This article was first published in the April 26, 2013 edition of Medical Observer. It was written by NDARC academic Professor Louisa Degenhardt.
Chronic, non-cancer pain will become an increasing health and social burden.
Around 20% of the population suffers from chronic pain. Among those 55 and older, it is one in four men and nearly one in three women.1 Arthritis, rheumatism, back and neck problems are the most common conditions causing pain.
Pharmaceutical opioids such as oxycodone are effective in helping control pain. They are listed by WHO as “essential medicines” for the treatment of pain.2 For the past decade in Australia, opioids have been available for treating acute and chronic pain. Oxycodone prescriptions rose by 152% between 2002 and 2008.3
Are opioids the treatment of choice for someone who may live the rest of their lives experiencing pain daily? We have few data to answer that question with confidence. Trials of opioids for people living with chronic pain have typically been short. Complex cases have typically been excluded, as is common in randomised controlled trials. There is the additional problem of opioid misuse. We have seen increases in deaths due to pharmaceutical opioids in Australia: in 2008, there were 551 accidental overdoses due to opioids, of which 70% were due to pharmaceutical opioids.4
These tragic consequences of misuse may be experienced by those for whom it was prescribed, or by people who are using another’s medication. The intention of those taking opioids differs, which matters because the responses to each must differ. For example, one quarter of oxycodone-related deaths in Australia were suicides. 3
Non-pharmacological interventions are recommended as a first and continuing line of response to chronic pain. 5–7 Doctors and patients need information and assistance when making choices about using opioids.
There are also other comorbid issues to be considered, especially mental health problems. In the course of our ongoing research with a cohort of people who have chronic pain,8 we have heard sad, sometimes tragic stories of debilitating, worsening illnesses, car accidents, work accidents, and varied other causes of pain among older people. It is important that doctors, family and the community do not forget the social and other problems people living with debilitating pain may experience.
A policy response attracting increasing attention is a “real time reporting” system, whereby treating physicians, including GPs, can see which opioids the patient has previously been prescribed, in what doses and quantities, and with which frequency, at the time of writing a prescription.9 Such a system seems far off given the need for state and territory approval and financial resourcing.
It seems reasonable to anticipate that we might see more people who have developed problems with pharmaceutical opioids, based on the US experience.10 Until more work is done with this patient population, we can benefit from what we know about responding to heroin dependence.

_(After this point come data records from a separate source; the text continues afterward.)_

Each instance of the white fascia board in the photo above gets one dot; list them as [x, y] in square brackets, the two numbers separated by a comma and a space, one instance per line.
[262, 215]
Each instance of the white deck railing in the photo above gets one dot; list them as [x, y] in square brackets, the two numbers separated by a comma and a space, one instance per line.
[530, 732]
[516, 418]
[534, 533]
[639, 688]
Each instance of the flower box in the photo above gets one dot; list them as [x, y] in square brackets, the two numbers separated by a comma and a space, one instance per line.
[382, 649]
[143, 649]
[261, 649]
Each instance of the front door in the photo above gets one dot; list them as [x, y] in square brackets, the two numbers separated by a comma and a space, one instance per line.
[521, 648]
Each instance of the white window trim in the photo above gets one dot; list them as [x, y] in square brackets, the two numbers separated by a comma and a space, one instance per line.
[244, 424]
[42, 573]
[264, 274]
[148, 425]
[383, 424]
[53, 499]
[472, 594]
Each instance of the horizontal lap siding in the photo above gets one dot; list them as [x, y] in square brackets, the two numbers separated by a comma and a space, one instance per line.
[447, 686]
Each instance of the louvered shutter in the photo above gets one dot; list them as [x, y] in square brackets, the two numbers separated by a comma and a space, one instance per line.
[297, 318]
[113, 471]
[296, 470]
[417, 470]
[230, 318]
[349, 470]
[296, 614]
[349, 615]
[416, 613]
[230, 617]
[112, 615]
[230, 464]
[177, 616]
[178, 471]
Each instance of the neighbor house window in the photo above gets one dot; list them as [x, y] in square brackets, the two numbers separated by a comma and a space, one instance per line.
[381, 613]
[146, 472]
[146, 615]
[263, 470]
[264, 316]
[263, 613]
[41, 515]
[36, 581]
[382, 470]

Detoxification may be an attractive first option for dependent users, but it is rarely a long-term solution without ongoing therapy. People who stop using opioids face overdose risks if they return to use following abstinence.
Internationally, it is recognised that opioid substitution therapy — the provision of controlled doses of opioids with clinical supervision — is an effective way to assist heroin users regain control of their opioid use.11, 12
The pharmaceutical opioid problem is causing concern, but it would not solve the problem by simply removing their availability, given that access to these medications is legitimate and humane. We need to develop evidence-based and compassionate responses to chronic pain, while doing the same to avoid pain medications used by those for whom it may not be therapeutic.
NDARC researchers led by Prof Degenhardt are running the Pain and Opioids IN Treatment (POINT) study, funded by the NHMRC. We hope to recruit over 1500 chronic non-cancer pain patients who have been prescribed opioids, and follow them over two years. Participants are reimbursed.